Gov. Murphy will likely need a plan to make up for sagging Lottery pension contributions in next budget

New Jersey Lottery sales have been mired in a lengthy slump during the coronavirus pandemic, adding to the budget headaches for Gov. Phil Murphy and lawmakers because those revenues help fund public-worker pension benefits.

Initial estimates of the last full year of Lottery receipts fell well short of the total for the same 12-month period last year. The shortfall comes despite a modest rally in sales of Lottery tickets and games taking place over the last few months, according to the state Department of Treasury’s latest report on tax collections.

While the Lottery revenue gap is likely to narrow some as a more thorough assessment is completed in the coming days, just how much remains to be seen, according to Treasury officials.

Any remaining shortfall between what the Murphy administration budgeted for Lottery contributions to the pension system and what was actually collected over the last year will have to be made up with cash from the budget or added to what is already a significant unfunded pension liability.

Meanwhile, the $74 billion pension system itself continues to struggle after the pandemic triggered an economic downturn that helped send pension-fund investment returns into the red in recent months.

New Jersey began dedicating revenues from the state Lottery to the pension system in 2017 under a change enacted by then-Gov. Chris Christie.

Christie’s pension solutions

The policy change was one of several efforts that began during Christie’s two terms to address chronic pension-funding problems that helped to generate an overall unfunded liability easily topping $100 billion at the time.

Other changes included switching to a quarterly payment schedule for making the state’s employer pension contributions, and launching a payment plan that calls for regular increases in the size of the state’s deposits.

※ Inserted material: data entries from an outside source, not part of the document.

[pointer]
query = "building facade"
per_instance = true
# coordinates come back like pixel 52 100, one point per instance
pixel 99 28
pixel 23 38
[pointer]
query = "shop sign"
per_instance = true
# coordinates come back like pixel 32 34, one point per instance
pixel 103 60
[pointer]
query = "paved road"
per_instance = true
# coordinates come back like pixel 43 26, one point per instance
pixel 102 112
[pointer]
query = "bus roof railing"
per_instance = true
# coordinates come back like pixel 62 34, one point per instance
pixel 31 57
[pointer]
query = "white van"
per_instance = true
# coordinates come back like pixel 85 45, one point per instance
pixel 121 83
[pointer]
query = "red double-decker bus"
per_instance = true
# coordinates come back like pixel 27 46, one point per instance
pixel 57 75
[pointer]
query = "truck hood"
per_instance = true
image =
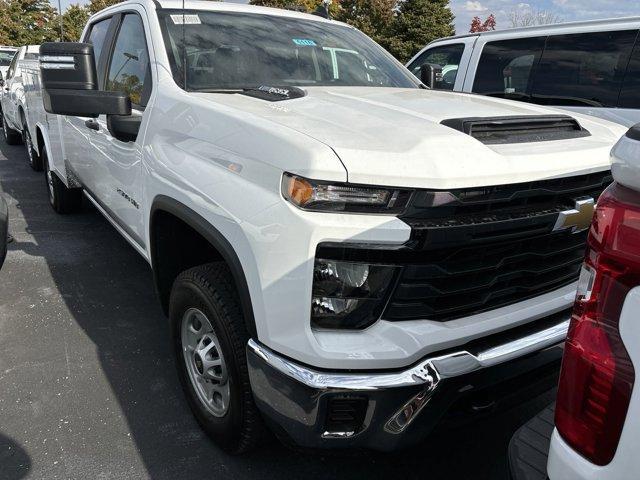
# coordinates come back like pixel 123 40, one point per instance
pixel 389 136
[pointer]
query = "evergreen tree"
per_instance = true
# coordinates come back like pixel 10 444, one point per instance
pixel 27 22
pixel 373 17
pixel 73 21
pixel 417 23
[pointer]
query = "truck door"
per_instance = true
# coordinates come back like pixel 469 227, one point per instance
pixel 75 131
pixel 115 166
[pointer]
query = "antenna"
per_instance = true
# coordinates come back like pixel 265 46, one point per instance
pixel 184 47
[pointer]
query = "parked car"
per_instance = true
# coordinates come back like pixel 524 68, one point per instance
pixel 589 67
pixel 6 55
pixel 343 254
pixel 4 229
pixel 597 414
pixel 13 104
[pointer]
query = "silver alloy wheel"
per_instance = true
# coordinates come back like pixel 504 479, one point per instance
pixel 205 362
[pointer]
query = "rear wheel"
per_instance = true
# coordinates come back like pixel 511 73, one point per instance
pixel 210 339
pixel 35 161
pixel 62 199
pixel 11 136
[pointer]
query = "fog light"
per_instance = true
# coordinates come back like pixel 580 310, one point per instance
pixel 348 295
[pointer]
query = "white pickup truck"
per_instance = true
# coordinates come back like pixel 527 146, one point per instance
pixel 13 102
pixel 343 253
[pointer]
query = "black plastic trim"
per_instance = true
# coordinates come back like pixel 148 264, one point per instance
pixel 217 240
pixel 518 129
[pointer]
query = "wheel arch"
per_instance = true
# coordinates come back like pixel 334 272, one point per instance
pixel 164 275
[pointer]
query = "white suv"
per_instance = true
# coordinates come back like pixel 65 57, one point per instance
pixel 341 251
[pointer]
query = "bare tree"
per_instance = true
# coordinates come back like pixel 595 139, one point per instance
pixel 529 18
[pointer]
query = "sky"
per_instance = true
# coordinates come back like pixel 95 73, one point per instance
pixel 465 10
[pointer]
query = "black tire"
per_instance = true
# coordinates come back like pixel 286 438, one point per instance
pixel 210 289
pixel 63 200
pixel 11 136
pixel 35 161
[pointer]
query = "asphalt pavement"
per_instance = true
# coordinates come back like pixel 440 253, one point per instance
pixel 88 388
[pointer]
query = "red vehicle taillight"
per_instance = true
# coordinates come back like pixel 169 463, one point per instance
pixel 597 374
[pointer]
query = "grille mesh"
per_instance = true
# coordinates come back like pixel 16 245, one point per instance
pixel 487 248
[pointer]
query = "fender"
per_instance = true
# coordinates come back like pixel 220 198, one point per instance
pixel 216 239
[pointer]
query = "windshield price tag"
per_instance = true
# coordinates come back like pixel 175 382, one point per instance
pixel 304 42
pixel 186 19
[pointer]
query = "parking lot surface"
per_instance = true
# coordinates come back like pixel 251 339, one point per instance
pixel 88 387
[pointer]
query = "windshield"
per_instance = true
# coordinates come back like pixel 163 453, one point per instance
pixel 5 57
pixel 238 50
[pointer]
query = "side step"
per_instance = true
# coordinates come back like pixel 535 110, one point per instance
pixel 529 447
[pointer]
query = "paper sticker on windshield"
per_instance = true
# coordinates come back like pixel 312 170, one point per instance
pixel 185 19
pixel 304 42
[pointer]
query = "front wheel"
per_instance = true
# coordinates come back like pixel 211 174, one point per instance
pixel 62 199
pixel 210 339
pixel 11 136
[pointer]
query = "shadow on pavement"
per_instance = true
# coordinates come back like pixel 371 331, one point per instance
pixel 14 461
pixel 91 383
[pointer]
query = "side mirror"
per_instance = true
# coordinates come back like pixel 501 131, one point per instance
pixel 70 82
pixel 4 227
pixel 431 75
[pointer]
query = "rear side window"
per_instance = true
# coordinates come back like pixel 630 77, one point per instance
pixel 447 57
pixel 584 69
pixel 506 67
pixel 630 95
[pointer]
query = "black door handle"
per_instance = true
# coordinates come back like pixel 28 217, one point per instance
pixel 92 124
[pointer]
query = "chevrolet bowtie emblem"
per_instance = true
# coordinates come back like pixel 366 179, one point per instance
pixel 577 219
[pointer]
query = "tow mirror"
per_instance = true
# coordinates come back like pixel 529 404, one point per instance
pixel 70 82
pixel 431 75
pixel 4 229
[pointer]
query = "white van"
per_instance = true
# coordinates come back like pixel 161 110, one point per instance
pixel 591 67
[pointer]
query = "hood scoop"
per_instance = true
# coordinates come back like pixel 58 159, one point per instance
pixel 504 130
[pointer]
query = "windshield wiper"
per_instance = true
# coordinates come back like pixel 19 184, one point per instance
pixel 221 90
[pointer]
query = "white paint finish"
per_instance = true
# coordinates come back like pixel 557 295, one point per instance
pixel 389 136
pixel 476 42
pixel 625 162
pixel 565 463
pixel 223 156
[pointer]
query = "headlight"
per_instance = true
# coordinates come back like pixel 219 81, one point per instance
pixel 348 295
pixel 342 197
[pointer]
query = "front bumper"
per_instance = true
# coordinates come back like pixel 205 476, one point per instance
pixel 394 409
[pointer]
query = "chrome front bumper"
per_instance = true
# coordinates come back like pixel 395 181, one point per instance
pixel 293 396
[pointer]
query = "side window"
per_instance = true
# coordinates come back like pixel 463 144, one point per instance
pixel 129 69
pixel 12 66
pixel 583 69
pixel 448 57
pixel 506 67
pixel 97 36
pixel 630 95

Murphy is still following that ramp-up plan as the state continues to underfund the full annual contribution set by actuaries.

Since the Lottery revenues were first dedicated to help fund worker-pension benefits, the state has assumed at least $1 billion in annual revenue will flow into the retirement funds from the Lottery. Using that assumption eases how much money has to come out of the budget each year to keep pace with the payment plan launched by Christie.

The setup had been working during the prolonged economic expansion that followed the Great Recession of 2007-2009, and as the Lottery system was adding new games that helped to drive growth. But the pandemic has provided a stiff test as the economy has slowed in recent months, and as many outlets that sell Lottery tickets were impacted by strict social-distancing measures Murphy ordered to help slow the spread of new infections.

Year-over-year monthly Lottery revenues fell off pace by nearly 30% in March, and then by 25% in April as stay-at-home orders went into effect across the state, according to Treasury tax-collection reports. Sales improved somewhat in May and June, with the year-over-year monthly revenue misses reduced to 5%, and less than 1%, respectively.

Still, for the 12 months that ended on June 30, initial revenue figures indicate Lottery proceeds totaled $937 million, nearly 12% below the sum recorded over the same period during the preceding fiscal year.

Lottery has kept to the 12-month fiscal year

And even though Murphy and lawmakers voted earlier this year to extend the 2020 fiscal year by several months to ease budgeting problems related to the pandemic, the financial reporting of Lottery sales as it relates to setting pension funding has remained on the state’s traditional, 12-month fiscal-year cycle.

Assistant Treasurer Dini Ajmani told members of New Jersey’s State Investment Council on Wednesday that the $937 million collected through the end of June was “far short” of the more than $1 billion the Murphy administration budgeted for the Lottery’s fiscal year 2020 contribution to the pension fund.

But she also cautioned that the final figure “will go up” once a deeper assessment is completed. Funds from unclaimed Lottery tickets must be tallied, and the state is also due to receive a contribution from Northstar, an outside vendor that handles some sales and marketing services for the Lottery system under a privatization contract that started during Christie’s tenure, Ajmani said.

It’s unclear how any remaining shortfall would be managed as Murphy is due to present a new budget proposal to lawmakers on Aug. 25.

Ajmani also said the state’s latest quarterly pension contribution was made earlier this month after a short delay, keeping the Murphy administration on the ramp-up plan even as Treasury has had to manage steep revenue losses during the pandemic.

“If all goes well, in October 2020, there will be (another) quarterly payment into the pension fund,” Ajmani said.

Meanwhile, the pension system’s investment returns for the current fiscal year remained in the red through the end of May, according to preliminary figures that were reviewed during Wednesday’s meeting.

Pension system has dropped nearly $6B

Overall, the pension system saw a drop in value from the near $80 billion that was measured before the onset of the pandemic, to just over $74 billion at the end of May. If investment returns hold in negative territory for the full fiscal year, it would mark the first time that’s occurred since 2016.

The investment council — which oversees investment policy for the pension system — also approved a modest change to the funds’ asset allocation during Wednesday’s meeting, bumping up overall stakes in so-called alternative investments, including private equity, to 35% of the portfolio.